Jon: What’s a non-physical experience? Like the service?
Erik: The way you feel about a space, that’s the non-physical.
Jon: So the architecture?
Erik: But you don’t have to make it expensive to make someone feel a certain way. And that’s what Tulum has shown. That you can have very basic elements, and not necessarily expensive, and you can create an emotion, an experience in people that’s so much more powerful than investing 50 million dollars into a golden restroom with diamonds around it
Jon: You don’t want to shit into some diamonds?
Erik: Yea. You can create a more powerful experience with less money. That you can create a beautiful, wonderful experience where you don’t have to invest so much money and people see it as an opportunity. And a lot of people are coming here with the sole purpose of making money. But they forget what Tulum is really about. Tulum is about the balance of being in touch with your surroundings and creating experiences where people feel transported into another world. So they’re just trying to recreate what they made in other parts of the world – big investors or construction companies – and i think because of that the spirit of Tulum can get lost. It hasn’t been lost yet, but it can definitely get lost. And that’s why I’m doing my project. Cause like, I look around me and I see places where they’re building these massive buildings made out of concrete, and they pretty much get rid of all the trees that have been there for decades, and they replant some palms around it and they call themselves sustainable, they call themselves green. But I think green is more about understanding nature, understanding how it works, really getting in touch with it, and enhancing it. It can be so much better with human intervention. People sometimes think that eco-design or sustainable design is leaving nature untouched. But in my opinion it can be enhanced if humans intervene sometimes. It can make it better. It can make the ecosystem more rich and more balanced if you actually know what you’re doing. And that’s what I’m trying to do with my project. Really understanding the ecosystem and enhancing it, so you can create an amazing experience for humans but also enhance nature, and make the ecosystem more rich.
Jon: All in the greater purpose of having that raw or surprising experience.

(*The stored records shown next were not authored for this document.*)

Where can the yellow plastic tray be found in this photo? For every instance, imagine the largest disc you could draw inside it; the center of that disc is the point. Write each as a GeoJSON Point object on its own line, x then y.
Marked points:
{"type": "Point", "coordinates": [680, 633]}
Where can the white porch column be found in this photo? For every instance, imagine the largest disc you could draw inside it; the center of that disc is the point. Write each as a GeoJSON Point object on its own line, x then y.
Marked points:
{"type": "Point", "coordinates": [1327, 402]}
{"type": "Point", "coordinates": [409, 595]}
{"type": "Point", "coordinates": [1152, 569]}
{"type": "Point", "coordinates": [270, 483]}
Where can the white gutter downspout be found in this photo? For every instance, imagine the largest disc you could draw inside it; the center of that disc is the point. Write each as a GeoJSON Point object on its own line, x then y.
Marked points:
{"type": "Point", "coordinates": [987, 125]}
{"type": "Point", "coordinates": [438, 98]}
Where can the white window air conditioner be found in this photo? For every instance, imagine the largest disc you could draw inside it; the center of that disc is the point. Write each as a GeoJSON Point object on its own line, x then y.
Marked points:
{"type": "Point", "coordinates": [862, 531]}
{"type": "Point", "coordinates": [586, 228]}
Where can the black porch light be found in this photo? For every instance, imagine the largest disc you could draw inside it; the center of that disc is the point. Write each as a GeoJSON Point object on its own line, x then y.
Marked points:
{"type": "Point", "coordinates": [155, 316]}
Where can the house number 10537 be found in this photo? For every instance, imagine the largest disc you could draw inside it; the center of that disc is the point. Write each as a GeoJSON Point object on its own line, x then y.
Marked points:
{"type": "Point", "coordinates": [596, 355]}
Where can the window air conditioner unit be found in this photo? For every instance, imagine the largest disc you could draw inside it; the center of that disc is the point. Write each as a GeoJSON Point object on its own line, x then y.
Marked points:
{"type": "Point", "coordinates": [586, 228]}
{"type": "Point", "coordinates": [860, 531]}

Erik: Yea. I think people will always come back to it. I think there’s waves in societes, where people get tired of the raw, because they have it too much. Nothing in life is good if you have too much of it. But people have too little very raw experiences. There’s a trend of people going towards more raw experiences. Like I said, Burning Man or Tulum or traveling to remote places. The resort things are kind of dying. And you can see the progression, here in the Riviera Maya, it started with Cancun, which was a cool resort place, and that’s what people were actually looking for and it started dying off slowly. And hopefully it doesn’t happen to this area here, Tulum and its surroundings.
Jon: You’ve been discussing your architecture philosophy and your approach and why you’re doing what you’re doing. You’re kind of switching from industrial design to architecture. As you make that transition, what are you learning are the differences what is the same? To me as an industrial designer I see that as a really huge step, and I think that while you can have similar philosophies there’s got to be some fundamental differences in approach execution and all of that.
Erik: In my opinion, nothing you learn is useless. Everything you learn can be useful at some point in your life. So you should definitely focus on learning as much as you can about whatever you’re learning about, anything you’re studying, cause like all the skills and knowledge that I gained through my studies in industrial design or my work, I’ve applied pretty much all of it in the architectural work that I’ve done. Including my sensitivity for aesthetics, but also the design approach.